I am looking to disable a false-positive alarm on a single host.
I have one host with a constant Alarm state, on a "Hardware Fan" alert for a non-existent fan!
The server itself has 12 fan slots, but only 5 populated. For some reason, vCenter is alerting on the "missing" fans.
The Alarm is defined at the vCenter level, so I can't disable it on the specific host - nor do I want to disable the entire alarm since I'd then miss an alarm if one of the existing fans really does fail.
Any thoughts on who to address it?
The host in question is an Intel S2600GZ, and the RMM on the host itself is *NOT* complaining of any issues (i.e., it's not just VMware passing on an alarm from the host hardware).
Not sure of the following - so assuming ESX/ESXi builds etc but need to know
Try the following and see what works
I can clear the alarm and it comes back - not right away, but it always does.
This host has been reformatted and had BIOS updates, and even moved from one vCenter to another vCenter.

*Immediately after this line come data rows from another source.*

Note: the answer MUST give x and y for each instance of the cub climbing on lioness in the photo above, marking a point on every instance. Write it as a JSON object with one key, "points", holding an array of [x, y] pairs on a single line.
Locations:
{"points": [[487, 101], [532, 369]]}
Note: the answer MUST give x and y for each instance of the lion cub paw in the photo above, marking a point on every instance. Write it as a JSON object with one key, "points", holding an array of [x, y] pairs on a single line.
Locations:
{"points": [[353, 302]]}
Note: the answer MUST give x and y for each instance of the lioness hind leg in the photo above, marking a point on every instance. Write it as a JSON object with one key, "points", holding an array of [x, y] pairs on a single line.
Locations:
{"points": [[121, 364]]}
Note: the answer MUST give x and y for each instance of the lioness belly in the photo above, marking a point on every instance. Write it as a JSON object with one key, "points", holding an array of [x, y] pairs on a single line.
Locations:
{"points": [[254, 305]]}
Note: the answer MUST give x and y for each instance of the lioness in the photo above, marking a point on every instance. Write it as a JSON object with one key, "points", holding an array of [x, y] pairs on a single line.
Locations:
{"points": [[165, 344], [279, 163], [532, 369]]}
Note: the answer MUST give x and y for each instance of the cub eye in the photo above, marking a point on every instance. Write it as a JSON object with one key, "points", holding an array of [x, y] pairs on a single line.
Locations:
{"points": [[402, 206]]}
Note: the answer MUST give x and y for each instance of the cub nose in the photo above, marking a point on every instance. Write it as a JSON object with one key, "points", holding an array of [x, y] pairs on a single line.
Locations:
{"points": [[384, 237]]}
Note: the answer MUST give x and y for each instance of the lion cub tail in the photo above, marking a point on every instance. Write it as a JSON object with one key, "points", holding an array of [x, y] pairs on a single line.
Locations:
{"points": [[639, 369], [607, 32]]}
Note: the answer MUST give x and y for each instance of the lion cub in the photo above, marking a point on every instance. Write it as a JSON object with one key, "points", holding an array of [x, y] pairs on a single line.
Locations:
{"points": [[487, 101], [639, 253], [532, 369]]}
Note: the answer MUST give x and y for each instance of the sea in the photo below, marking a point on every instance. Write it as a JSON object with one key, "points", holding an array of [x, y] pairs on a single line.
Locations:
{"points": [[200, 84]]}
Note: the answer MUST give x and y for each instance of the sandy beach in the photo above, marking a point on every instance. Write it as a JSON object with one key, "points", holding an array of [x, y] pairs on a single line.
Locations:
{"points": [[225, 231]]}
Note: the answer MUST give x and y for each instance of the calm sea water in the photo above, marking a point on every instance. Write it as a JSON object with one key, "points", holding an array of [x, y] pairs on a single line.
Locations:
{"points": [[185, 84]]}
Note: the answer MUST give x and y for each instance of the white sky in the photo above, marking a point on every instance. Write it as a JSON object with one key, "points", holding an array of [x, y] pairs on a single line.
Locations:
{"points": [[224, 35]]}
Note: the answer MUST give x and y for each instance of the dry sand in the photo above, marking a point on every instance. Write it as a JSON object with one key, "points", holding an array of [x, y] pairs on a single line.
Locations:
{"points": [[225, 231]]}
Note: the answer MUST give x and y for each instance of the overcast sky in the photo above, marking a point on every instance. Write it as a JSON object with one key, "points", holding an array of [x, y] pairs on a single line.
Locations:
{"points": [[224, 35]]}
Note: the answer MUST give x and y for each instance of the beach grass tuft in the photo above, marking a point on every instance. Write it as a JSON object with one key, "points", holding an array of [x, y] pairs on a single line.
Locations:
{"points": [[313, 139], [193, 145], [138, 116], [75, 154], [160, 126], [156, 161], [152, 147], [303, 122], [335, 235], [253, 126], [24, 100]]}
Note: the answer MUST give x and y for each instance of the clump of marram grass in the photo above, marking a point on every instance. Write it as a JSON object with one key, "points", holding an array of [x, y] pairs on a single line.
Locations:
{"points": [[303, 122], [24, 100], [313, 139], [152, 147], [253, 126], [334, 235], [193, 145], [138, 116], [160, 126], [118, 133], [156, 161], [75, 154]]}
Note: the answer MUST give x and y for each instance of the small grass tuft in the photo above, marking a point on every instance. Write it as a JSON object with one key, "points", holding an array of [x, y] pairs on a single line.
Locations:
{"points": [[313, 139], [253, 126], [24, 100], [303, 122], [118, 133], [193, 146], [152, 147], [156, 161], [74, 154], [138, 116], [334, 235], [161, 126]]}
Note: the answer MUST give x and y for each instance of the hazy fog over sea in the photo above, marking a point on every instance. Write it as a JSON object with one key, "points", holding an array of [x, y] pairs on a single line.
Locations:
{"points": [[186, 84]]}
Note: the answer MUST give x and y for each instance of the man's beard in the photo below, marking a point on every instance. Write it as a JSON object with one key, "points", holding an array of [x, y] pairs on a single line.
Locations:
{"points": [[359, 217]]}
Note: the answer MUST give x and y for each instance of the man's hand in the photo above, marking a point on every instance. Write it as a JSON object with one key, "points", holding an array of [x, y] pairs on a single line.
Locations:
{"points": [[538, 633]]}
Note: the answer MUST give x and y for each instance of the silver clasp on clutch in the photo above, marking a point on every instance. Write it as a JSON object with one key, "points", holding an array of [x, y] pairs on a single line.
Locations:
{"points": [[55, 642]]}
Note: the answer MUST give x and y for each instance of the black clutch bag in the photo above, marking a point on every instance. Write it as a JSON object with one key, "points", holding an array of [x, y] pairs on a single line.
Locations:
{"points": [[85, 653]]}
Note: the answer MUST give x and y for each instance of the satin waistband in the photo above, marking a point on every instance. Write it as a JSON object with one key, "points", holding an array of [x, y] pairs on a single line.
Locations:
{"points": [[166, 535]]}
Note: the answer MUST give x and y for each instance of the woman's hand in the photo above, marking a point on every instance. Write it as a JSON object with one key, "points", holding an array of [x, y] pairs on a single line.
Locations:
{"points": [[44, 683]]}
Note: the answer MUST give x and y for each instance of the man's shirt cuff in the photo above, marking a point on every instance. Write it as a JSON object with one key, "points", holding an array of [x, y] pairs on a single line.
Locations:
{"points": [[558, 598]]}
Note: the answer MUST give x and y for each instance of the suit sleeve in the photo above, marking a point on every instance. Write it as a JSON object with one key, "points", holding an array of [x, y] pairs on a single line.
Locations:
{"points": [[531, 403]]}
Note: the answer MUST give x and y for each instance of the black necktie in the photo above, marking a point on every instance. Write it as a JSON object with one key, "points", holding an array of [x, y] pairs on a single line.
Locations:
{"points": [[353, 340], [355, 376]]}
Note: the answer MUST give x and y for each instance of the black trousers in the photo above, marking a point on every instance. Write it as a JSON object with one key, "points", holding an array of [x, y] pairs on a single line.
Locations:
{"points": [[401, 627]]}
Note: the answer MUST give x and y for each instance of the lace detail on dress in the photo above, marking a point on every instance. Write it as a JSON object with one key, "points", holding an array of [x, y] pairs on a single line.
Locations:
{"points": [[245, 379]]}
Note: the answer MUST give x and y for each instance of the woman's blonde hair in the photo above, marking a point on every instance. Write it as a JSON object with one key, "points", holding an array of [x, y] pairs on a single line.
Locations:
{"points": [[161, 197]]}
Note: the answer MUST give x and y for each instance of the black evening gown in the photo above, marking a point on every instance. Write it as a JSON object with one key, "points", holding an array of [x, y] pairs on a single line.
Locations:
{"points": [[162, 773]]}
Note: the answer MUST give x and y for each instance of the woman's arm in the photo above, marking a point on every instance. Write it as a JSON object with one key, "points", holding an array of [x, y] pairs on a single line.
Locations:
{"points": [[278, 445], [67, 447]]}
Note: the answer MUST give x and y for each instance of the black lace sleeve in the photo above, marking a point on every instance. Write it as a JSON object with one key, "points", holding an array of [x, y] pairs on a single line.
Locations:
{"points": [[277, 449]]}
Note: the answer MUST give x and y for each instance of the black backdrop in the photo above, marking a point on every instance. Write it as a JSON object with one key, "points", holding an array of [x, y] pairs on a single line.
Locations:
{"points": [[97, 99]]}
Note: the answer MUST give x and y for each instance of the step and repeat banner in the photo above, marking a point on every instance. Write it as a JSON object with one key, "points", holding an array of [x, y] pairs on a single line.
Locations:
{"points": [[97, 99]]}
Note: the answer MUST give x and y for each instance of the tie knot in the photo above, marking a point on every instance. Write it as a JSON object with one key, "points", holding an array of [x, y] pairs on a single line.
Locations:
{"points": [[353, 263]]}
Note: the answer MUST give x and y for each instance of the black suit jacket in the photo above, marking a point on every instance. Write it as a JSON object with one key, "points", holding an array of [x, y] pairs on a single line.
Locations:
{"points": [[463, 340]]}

This pretty much rules out a configuration issue. It is to do with the hardware that is incorrectly reporting fan state to the ESX layer. On the board documentation, is there a requirement that says all fan slots are to be populated? If not, is there a jumper setting or something that needs to be changed? If not, the next logical course of action would be to check with the hardware vendor to see if this is normal behaviour if all fan slots are not being used.
I would suggest check with hardware vendor if they have any fix for it.
I have seen issue with ibm hs22v where esxi reports incorrect bios battery voltage.
I will check with Intel, but as I mentioned, the board monitors are "all green" when I look at the RMM using the web interface.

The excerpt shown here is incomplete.